Further Topics

Optimizing GPU-Usage

If a GPU is used (kmeanstf does work also without one, just slower) certain optimizations are possible depending on the size of the GPU memory. These are described below.

Both KMeansTF and TunnelKMeansTF have a parameter max_mem. This parameter is used to decide if for a given k-means problem characterized by data set X[n,d] and number of centroids (parameter cluster_centers, a.k.a. k) the central distance computation (distance of all centroids to all data points) can be performed in one step or has to be done with subsets of the data. For the default data type tf.float32 (4 bytes) this distance computation requires a matrix of size

\[S = n \times d \times k \times 4\]

Therefore, if

\[S > \mbox{max_mem}\]

the data set is split into sufficiently many parts that the above matrix for each part has at most size max_mem and the distances for all parts are computed separately.

In case of a GPU memory error (which may occur depending on the combination of max_mem value and actual size of the GPU memory) the value of max_mem is reduced by a specific fraction (currently 10%) until a suitable value is found.

This default value (1_800_000_000) for max_mem has been empirically selected for a particular graphics card (NVidia GTX-1060 6GB). It is considerably lower than the available GPU memory (6GB in this case) since also for other computations some GPU-memory is required.

For a much larger or smaller GPU-memory it might make sense to provide a non-default value for the max_mem parameter. By setting the parameter verbose to 1 for KMeansTF or TunnelKMeansTF one can observe messages about splitting the data set or about GPU-errors and can find a suitable value for the graphics card at hand.

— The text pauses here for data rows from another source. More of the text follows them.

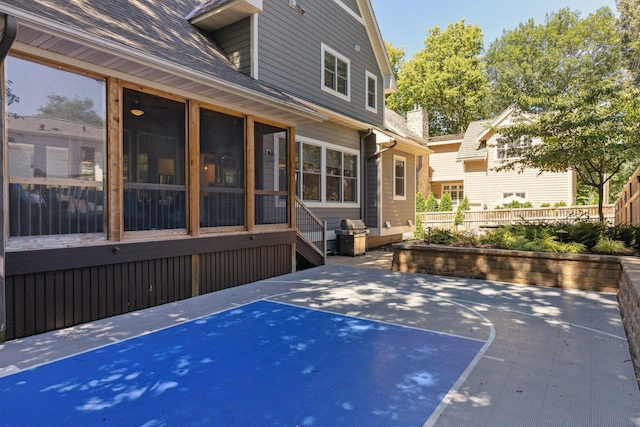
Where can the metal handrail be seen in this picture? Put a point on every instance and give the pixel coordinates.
(311, 228)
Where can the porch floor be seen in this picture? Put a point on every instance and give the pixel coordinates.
(342, 344)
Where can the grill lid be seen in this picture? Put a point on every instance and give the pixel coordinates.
(352, 224)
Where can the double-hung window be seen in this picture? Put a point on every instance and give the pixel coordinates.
(456, 191)
(371, 103)
(326, 173)
(399, 178)
(335, 73)
(508, 149)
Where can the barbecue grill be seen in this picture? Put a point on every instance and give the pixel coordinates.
(352, 237)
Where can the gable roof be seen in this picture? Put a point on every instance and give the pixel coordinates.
(212, 15)
(470, 148)
(147, 40)
(380, 51)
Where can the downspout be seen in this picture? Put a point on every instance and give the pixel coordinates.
(8, 37)
(363, 165)
(376, 155)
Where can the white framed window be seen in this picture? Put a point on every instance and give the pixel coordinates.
(326, 173)
(371, 101)
(456, 191)
(399, 178)
(336, 71)
(504, 149)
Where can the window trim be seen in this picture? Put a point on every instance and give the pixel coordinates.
(504, 148)
(369, 75)
(323, 175)
(397, 196)
(334, 91)
(459, 187)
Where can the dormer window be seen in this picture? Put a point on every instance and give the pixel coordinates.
(335, 73)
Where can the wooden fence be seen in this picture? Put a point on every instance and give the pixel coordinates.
(476, 221)
(627, 211)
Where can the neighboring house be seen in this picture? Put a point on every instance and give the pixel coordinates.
(465, 166)
(155, 149)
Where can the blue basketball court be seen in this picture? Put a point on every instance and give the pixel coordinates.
(335, 346)
(260, 364)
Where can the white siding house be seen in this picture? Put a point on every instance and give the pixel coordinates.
(473, 174)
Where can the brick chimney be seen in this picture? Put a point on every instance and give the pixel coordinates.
(418, 122)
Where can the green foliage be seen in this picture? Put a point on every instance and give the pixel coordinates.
(421, 204)
(629, 29)
(567, 84)
(432, 203)
(446, 204)
(464, 206)
(74, 110)
(446, 79)
(608, 246)
(572, 248)
(441, 237)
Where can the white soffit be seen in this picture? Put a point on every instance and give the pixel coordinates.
(225, 14)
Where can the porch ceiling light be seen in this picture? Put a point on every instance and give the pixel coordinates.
(136, 109)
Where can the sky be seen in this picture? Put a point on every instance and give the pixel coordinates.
(404, 23)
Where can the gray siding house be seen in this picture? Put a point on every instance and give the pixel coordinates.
(158, 150)
(330, 56)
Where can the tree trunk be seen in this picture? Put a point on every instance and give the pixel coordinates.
(600, 201)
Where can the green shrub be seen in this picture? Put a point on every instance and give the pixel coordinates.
(464, 206)
(608, 246)
(446, 204)
(572, 248)
(432, 203)
(441, 237)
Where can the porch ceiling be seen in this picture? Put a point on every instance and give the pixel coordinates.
(77, 49)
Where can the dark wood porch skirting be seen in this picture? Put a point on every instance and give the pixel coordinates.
(57, 288)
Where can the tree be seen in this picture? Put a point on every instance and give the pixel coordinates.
(445, 78)
(566, 82)
(74, 110)
(432, 203)
(629, 28)
(446, 204)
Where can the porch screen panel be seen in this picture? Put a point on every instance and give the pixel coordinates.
(56, 150)
(221, 169)
(154, 148)
(271, 175)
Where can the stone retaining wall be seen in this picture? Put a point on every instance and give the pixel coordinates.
(629, 300)
(586, 272)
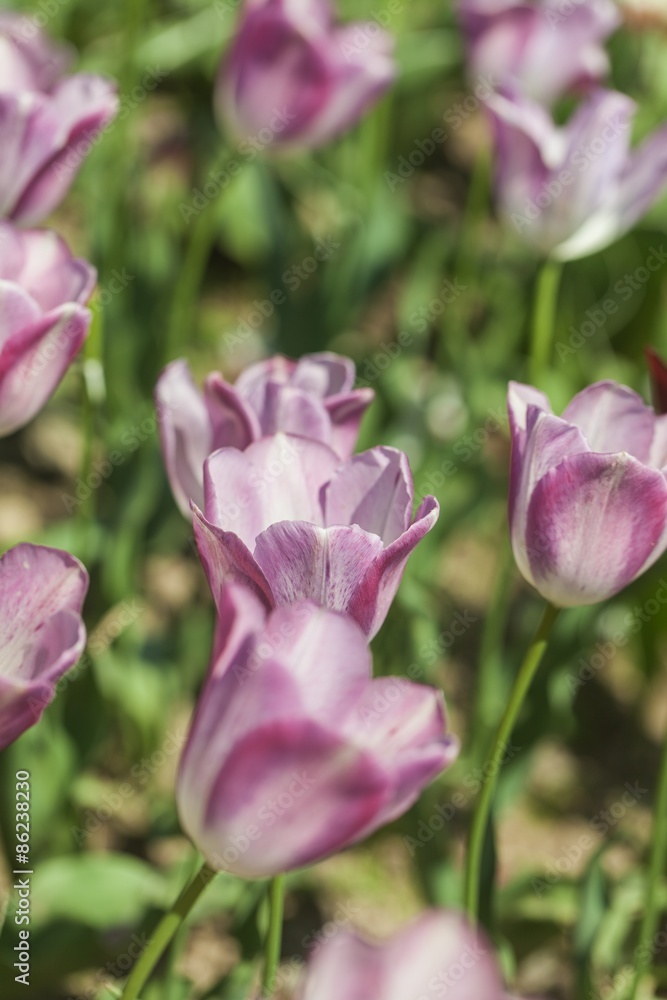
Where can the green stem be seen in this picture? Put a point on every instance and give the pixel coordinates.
(658, 863)
(165, 931)
(200, 238)
(274, 936)
(544, 318)
(520, 689)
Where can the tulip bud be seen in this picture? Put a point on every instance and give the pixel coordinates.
(588, 495)
(294, 79)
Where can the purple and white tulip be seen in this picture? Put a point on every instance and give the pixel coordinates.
(43, 319)
(588, 491)
(293, 78)
(46, 120)
(295, 752)
(287, 519)
(572, 191)
(313, 397)
(437, 955)
(41, 632)
(541, 49)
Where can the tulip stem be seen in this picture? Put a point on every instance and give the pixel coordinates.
(544, 319)
(274, 935)
(520, 689)
(166, 931)
(646, 946)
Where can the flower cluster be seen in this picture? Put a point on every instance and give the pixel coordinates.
(569, 190)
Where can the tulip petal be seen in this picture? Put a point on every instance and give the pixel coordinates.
(595, 522)
(613, 418)
(34, 360)
(276, 479)
(227, 560)
(373, 490)
(304, 562)
(186, 437)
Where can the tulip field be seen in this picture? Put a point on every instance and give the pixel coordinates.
(333, 500)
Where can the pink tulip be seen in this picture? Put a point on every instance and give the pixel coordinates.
(312, 397)
(438, 955)
(295, 752)
(46, 120)
(285, 518)
(571, 191)
(542, 49)
(41, 631)
(588, 495)
(43, 322)
(294, 79)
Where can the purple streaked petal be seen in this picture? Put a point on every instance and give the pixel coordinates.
(613, 418)
(34, 360)
(373, 490)
(595, 522)
(186, 437)
(276, 479)
(234, 424)
(226, 559)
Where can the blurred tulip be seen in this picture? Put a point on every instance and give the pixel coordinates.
(41, 631)
(295, 751)
(658, 371)
(46, 120)
(437, 955)
(294, 79)
(572, 191)
(285, 518)
(543, 49)
(588, 494)
(312, 397)
(43, 322)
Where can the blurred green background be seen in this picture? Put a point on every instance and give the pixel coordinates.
(431, 297)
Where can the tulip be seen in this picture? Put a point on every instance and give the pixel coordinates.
(294, 79)
(312, 397)
(658, 371)
(588, 495)
(542, 49)
(437, 955)
(47, 120)
(285, 518)
(41, 631)
(295, 752)
(572, 191)
(43, 290)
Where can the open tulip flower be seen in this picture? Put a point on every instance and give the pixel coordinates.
(43, 319)
(41, 632)
(438, 955)
(588, 494)
(312, 397)
(46, 120)
(292, 523)
(294, 79)
(572, 191)
(542, 49)
(295, 751)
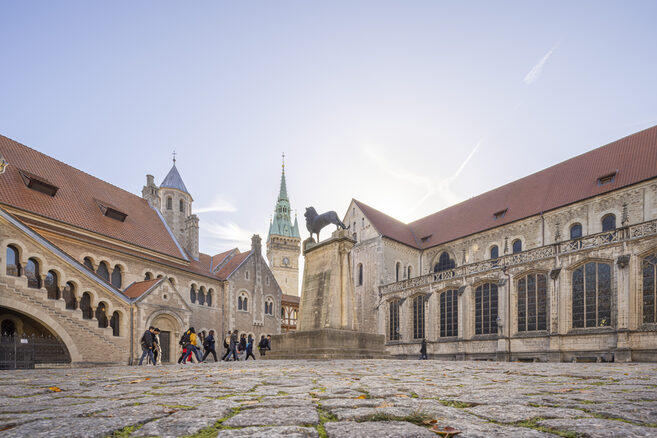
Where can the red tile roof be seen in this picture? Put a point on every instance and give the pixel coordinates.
(135, 290)
(633, 158)
(74, 202)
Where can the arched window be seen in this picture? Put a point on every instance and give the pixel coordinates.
(532, 303)
(393, 321)
(101, 315)
(117, 277)
(449, 313)
(85, 306)
(32, 273)
(444, 263)
(486, 309)
(69, 296)
(360, 275)
(592, 295)
(243, 302)
(13, 263)
(52, 286)
(115, 323)
(418, 317)
(576, 231)
(649, 289)
(608, 223)
(102, 271)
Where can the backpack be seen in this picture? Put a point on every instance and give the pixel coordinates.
(184, 339)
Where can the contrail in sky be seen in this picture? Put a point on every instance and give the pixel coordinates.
(535, 72)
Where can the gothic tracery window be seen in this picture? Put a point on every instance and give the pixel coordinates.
(393, 320)
(418, 317)
(486, 309)
(532, 303)
(449, 311)
(591, 299)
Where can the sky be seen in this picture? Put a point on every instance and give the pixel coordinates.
(407, 106)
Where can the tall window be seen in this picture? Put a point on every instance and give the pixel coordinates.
(449, 311)
(418, 317)
(608, 223)
(102, 271)
(649, 301)
(13, 264)
(393, 322)
(32, 273)
(444, 263)
(52, 286)
(486, 309)
(117, 277)
(592, 295)
(532, 303)
(115, 323)
(576, 231)
(69, 296)
(360, 275)
(85, 306)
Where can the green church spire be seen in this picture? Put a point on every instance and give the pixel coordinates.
(281, 225)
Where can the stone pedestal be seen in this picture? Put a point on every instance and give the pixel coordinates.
(327, 326)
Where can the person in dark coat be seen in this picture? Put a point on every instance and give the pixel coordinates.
(208, 344)
(423, 350)
(249, 348)
(147, 345)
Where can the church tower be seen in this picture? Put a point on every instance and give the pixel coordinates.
(283, 243)
(175, 203)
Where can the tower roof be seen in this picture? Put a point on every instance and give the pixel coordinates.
(281, 224)
(173, 180)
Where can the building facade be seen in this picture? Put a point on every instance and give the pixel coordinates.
(557, 266)
(91, 266)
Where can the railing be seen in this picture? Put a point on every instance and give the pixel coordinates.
(619, 235)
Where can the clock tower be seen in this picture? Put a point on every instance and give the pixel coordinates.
(283, 243)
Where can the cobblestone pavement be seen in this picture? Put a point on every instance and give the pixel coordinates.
(333, 398)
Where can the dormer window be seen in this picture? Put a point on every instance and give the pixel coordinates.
(111, 212)
(607, 179)
(500, 214)
(37, 183)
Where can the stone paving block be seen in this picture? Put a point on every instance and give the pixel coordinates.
(379, 429)
(599, 428)
(270, 432)
(274, 417)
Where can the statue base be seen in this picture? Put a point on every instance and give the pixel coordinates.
(327, 343)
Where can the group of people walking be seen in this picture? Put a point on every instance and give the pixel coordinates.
(241, 347)
(237, 347)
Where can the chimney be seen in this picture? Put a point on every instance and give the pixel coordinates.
(191, 236)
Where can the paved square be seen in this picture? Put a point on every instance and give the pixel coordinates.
(333, 398)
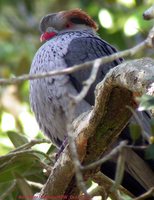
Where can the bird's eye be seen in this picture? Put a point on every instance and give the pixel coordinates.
(75, 20)
(68, 25)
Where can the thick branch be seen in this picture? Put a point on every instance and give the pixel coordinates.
(98, 129)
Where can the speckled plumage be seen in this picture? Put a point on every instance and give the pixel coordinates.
(49, 96)
(71, 45)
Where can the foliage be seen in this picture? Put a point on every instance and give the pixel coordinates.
(19, 40)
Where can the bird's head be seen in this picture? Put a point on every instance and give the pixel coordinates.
(75, 19)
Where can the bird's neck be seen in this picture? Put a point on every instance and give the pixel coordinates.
(79, 27)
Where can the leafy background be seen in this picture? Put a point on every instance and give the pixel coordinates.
(120, 23)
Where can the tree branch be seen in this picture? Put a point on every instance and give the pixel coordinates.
(98, 129)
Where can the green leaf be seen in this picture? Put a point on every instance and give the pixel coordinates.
(146, 102)
(24, 187)
(17, 139)
(152, 126)
(28, 165)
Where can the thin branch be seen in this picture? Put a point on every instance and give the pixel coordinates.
(31, 144)
(105, 158)
(149, 13)
(147, 194)
(8, 191)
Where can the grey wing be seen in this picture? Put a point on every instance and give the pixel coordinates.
(86, 49)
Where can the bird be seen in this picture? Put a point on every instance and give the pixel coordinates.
(70, 38)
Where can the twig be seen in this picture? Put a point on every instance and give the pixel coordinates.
(149, 13)
(107, 157)
(149, 193)
(143, 132)
(31, 144)
(8, 191)
(71, 138)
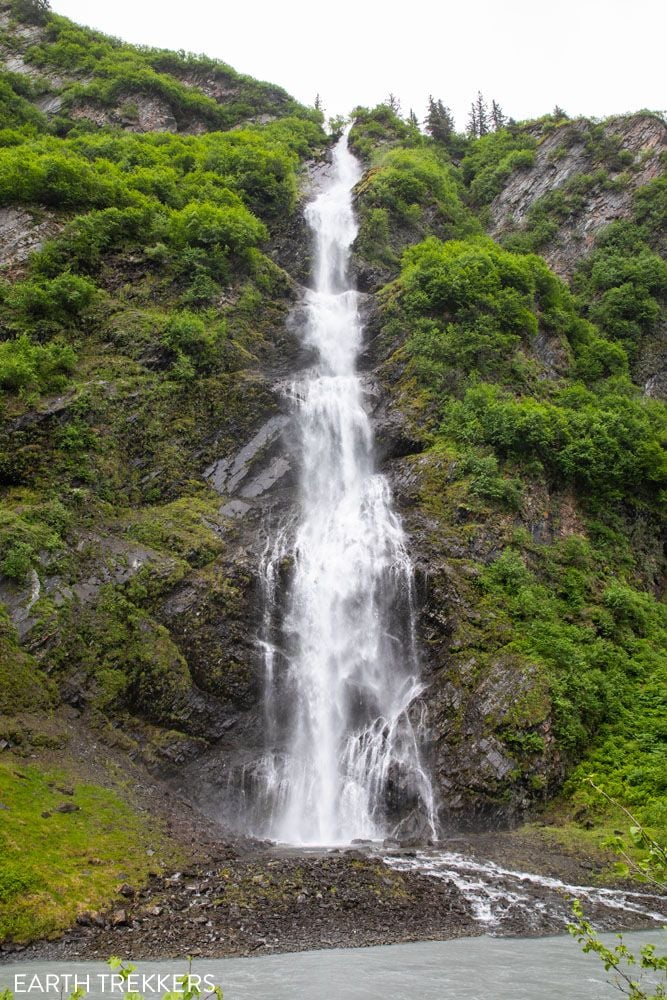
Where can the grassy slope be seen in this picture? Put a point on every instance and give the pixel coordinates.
(130, 353)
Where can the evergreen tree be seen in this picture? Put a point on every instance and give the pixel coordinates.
(482, 115)
(472, 127)
(439, 122)
(497, 117)
(393, 103)
(31, 11)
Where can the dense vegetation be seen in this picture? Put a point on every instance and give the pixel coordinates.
(130, 347)
(520, 391)
(133, 338)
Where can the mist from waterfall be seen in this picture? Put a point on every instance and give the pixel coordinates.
(344, 726)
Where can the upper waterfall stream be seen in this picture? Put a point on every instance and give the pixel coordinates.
(343, 725)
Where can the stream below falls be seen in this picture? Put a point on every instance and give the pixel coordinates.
(484, 968)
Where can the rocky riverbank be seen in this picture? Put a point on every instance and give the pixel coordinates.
(247, 897)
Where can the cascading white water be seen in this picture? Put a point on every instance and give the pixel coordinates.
(342, 678)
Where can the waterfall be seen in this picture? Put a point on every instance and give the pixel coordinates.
(343, 717)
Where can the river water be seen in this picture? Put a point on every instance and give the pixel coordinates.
(481, 968)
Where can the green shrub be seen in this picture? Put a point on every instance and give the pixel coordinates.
(28, 366)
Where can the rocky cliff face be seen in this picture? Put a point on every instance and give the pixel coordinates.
(160, 578)
(602, 165)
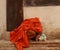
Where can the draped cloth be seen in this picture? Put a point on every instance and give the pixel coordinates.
(19, 36)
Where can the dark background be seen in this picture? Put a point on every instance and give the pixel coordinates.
(41, 2)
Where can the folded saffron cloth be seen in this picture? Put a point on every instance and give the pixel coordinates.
(19, 36)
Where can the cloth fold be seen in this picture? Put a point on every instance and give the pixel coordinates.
(19, 36)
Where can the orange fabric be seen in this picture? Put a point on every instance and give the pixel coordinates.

Differences between kmeanstf and scikit-learns’s KMeans class

The following performance-related functionalities of scikit-learn’s KMeans class were not implemented in KMeansTF and TunnelKMeansTF since kmeanstf provides data parallelism via GPU usage:

  • elkan algorithm (parameter algorithm, value ‘elkan’)
  • support for job-level parallelism (parameter n_jobs)
  • precomputing distances (parameters precompute_distances, copy_x)